Output of docker version:

Client:                                    
 Version:      18.03.1-ce                  
 API version:  1.37                        
 Go version:   go1.9.5                     
 Git commit:   9ee9f40                     
 Built:        Thu Apr 26 07:17:20 2018    
 OS/Arch:      linux/amd64                 
 Experimental: false                       
 Orchestrator: swarm                       

Server:                                    
 Engine:                                   
  Version:      18.03.1-ce                 
  API version:  1.37 (minimum version 1.12)
  Go version:   go1.9.5                    
  Git commit:   9ee9f40                    
  Built:        Thu Apr 26 07:15:30 2018   
  OS/Arch:      linux/amd64                
  Experimental: false                      

Output of docker info:

Containers: 1
 Running: 0
 Paused: 0
 Stopped: 1
Images: 10
Server Version: 18.03.1-ce
Storage Driver: overlay2
 Backing Filesystem: extfs
 Supports d_type: true
 Native Overlay Diff: true
Logging Driver: json-file
Cgroup Driver: cgroupfs
Plugins:
 Volume: local
 Network: bridge host macvlan null overlay
 Log: awslogs fluentd gcplogs gelf journald json-file logentries splunk syslog
Swarm: inactive
Runtimes: runc
Default Runtime: runc
Init Binary: docker-init
containerd version: 773c489c9c1b21a6d78b5c538cd395416ec50f88
runc version: 4fc53a81fb7c994640722ac585fa9ca548971871
init version: 949e6fa
Security Options:
 seccomp
  Profile: default
Kernel Version: 4.9.0-6-amd64
Operating System: Debian GNU/Linux 9 (stretch)
OSType: linux
Architecture: x86_64
CPUs: 12
Total Memory: 15.54GiB
Name: risa
ID: LFCE:TKPE:JDFJ:MZ4E:JDRJ:4HCN:BO2D:SBBT:2HGF:KCDW:OROP:RZWZ
Docker Root Dir: /var/lib/docker
Debug Mode (client): false
Debug Mode (server): false
Username: enderer
Registry: https://index.docker.io/v1/
Labels:
Experimental: false
Insecure Registries:
 127.0.0.0/8
Live Restore Enabled: false
andymadge commented 6 years ago

I'm seeing the same issue, also with a Plex container, and I'm also bind-mounting a network share.
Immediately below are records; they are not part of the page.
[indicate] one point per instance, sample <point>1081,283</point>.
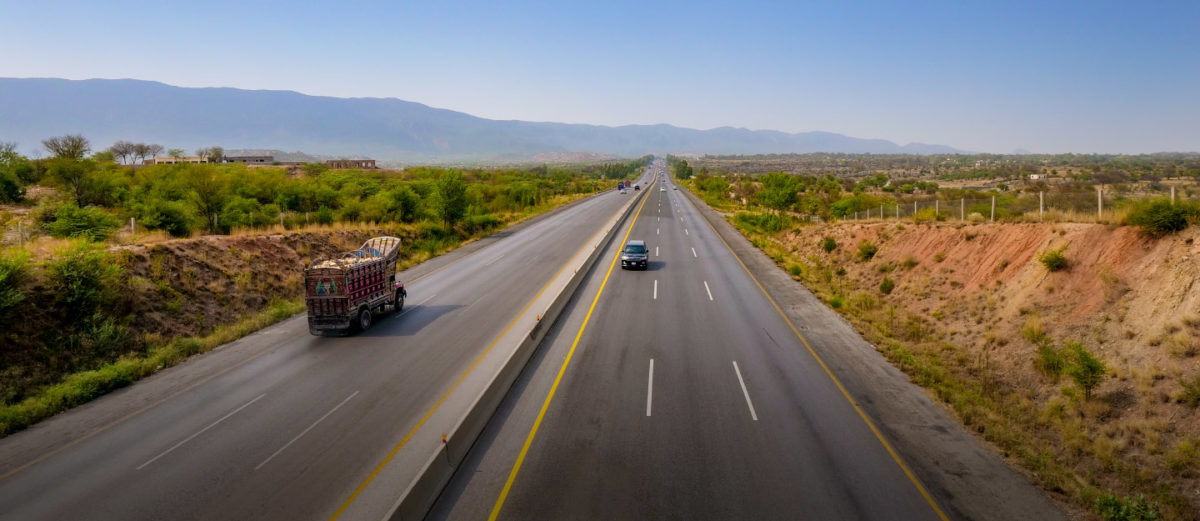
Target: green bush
<point>1162,217</point>
<point>91,223</point>
<point>1054,259</point>
<point>759,222</point>
<point>84,280</point>
<point>485,222</point>
<point>1114,508</point>
<point>1085,367</point>
<point>867,250</point>
<point>13,273</point>
<point>1049,361</point>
There are a few differences in my situation - I'm using the official Plex docker image, I'm using macvlan network, and I'm running it with docker-compose.

I'm seeing exactly the same symptoms though.
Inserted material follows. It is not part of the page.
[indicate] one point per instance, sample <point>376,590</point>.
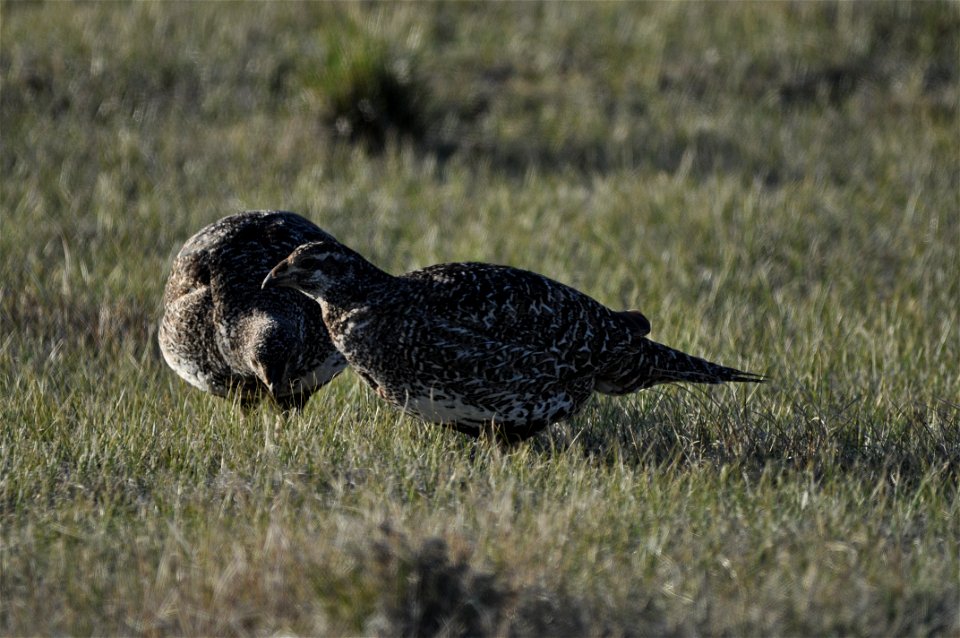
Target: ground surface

There are no application logs at all inside the container and no entries in the container logs either (docker-compose logs)

The container starts normally if I do docker-compose up. The container also starts normally if I restart the docker daemon. The issue only occurs at boot.
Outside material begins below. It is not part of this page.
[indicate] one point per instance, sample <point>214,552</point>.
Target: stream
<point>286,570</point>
If I remove the bind-mounted network share, the container starts normally at boot, so it seems that the issue is the container tries to start before the network share has been mounted.

Therefore I'm not sure whether this constitutes a Docker bug to be honest.

Excerpt from my docker-compose.yml

version: '3.1'
services:
  plex:
    image: plexinc/pms-docker:plexpass
    restart: unless-stopped
    networks:
      physical:
        ipv4_address: 192.168.20.208
    hostname: pms-docker
    volumes:
      - plex-config:/config
      - plex-temp:/transcode
      - /mnt/qnap2/multimedia:/media
    devices:
      - /dev/dri:/dev/dri

networks:
  physical:
    external: true

volumes:
  plex-config:
  plex-temp:
$ docker-compose ps
Name   Command    State     Ports
---------------------------------
plex   /init     Exit 128    

Error from docker inspect is the same as above:

        "State": {
            "Status": "exited",
            "Running": false,
            "Paused": false,
            "Restarting": false,
            "OOMKilled": false,
            "Dead": false,
            "Pid": 0,
            "ExitCode": 128,
            "Error": "OCI runtime create failed: container_linux.go:348: starting container process caused \"process_linux.go:402: container init caused \\\"rootfs_linux.go:58: mounting \\\\\\\"/mnt/qnap2/multimedia\\\\\\\" to rootfs \\\\\\\"/var/lib/docker/overlay2/2f7c5ceb2dd5ddb0788aa9272b600edef6a4a0edbf154f8963b7075552e7bd16/merged\\\\\\\" at \\\\\\\"/var/lib/docker/overlay2/2f7c5ceb2dd5ddb0788aa9272b600edef6a4a0edbf154f8963b7075552e7bd16/merged/mnt/qnap2/multimedia\\\\\\\" caused \\\\\\\"no such device\\\\\\\"\\\"\": unknown",
            "StartedAt": "2018-06-14T15:43:24.199564037Z",
            "FinishedAt": "2018-06-14T15:49:17.387003284Z",
            "Health": {
                "Status": "unhealthy",
                "FailingStreak": 0,
            }
        }

I'm on a slightly later docker version and I'm on Ubuntu 18.04 LTS

$ docker version
Client:
 Version:      18.05.0-ce
 API version:  1.37
 Go version:   go1.9.5
 Git commit:   f150324
 Built:        Wed May  9 22:16:13 2018
 OS/Arch:      linux/amd64
 Experimental: false
 Orchestrator: swarm

Server:
 Engine:
  Version:      18.05.0-ce
  API version:  1.37 (minimum version 1.12)
  Go version:   go1.9.5
  Git commit:   f150324
  Built:        Wed May  9 22:14:23 2018
  OS/Arch:      linux/amd64
  Experimental: false
andymadge commented 6 years ago

This issue can be reproduced with this basic container which bind-mounts a network share:

docker container run -d \
--restart=always \
--name testmount \
-v /mnt/qnap2/multimedia:/media \
busybox ping 8.8.8.8

It gives the same behaviour and same error after reboot.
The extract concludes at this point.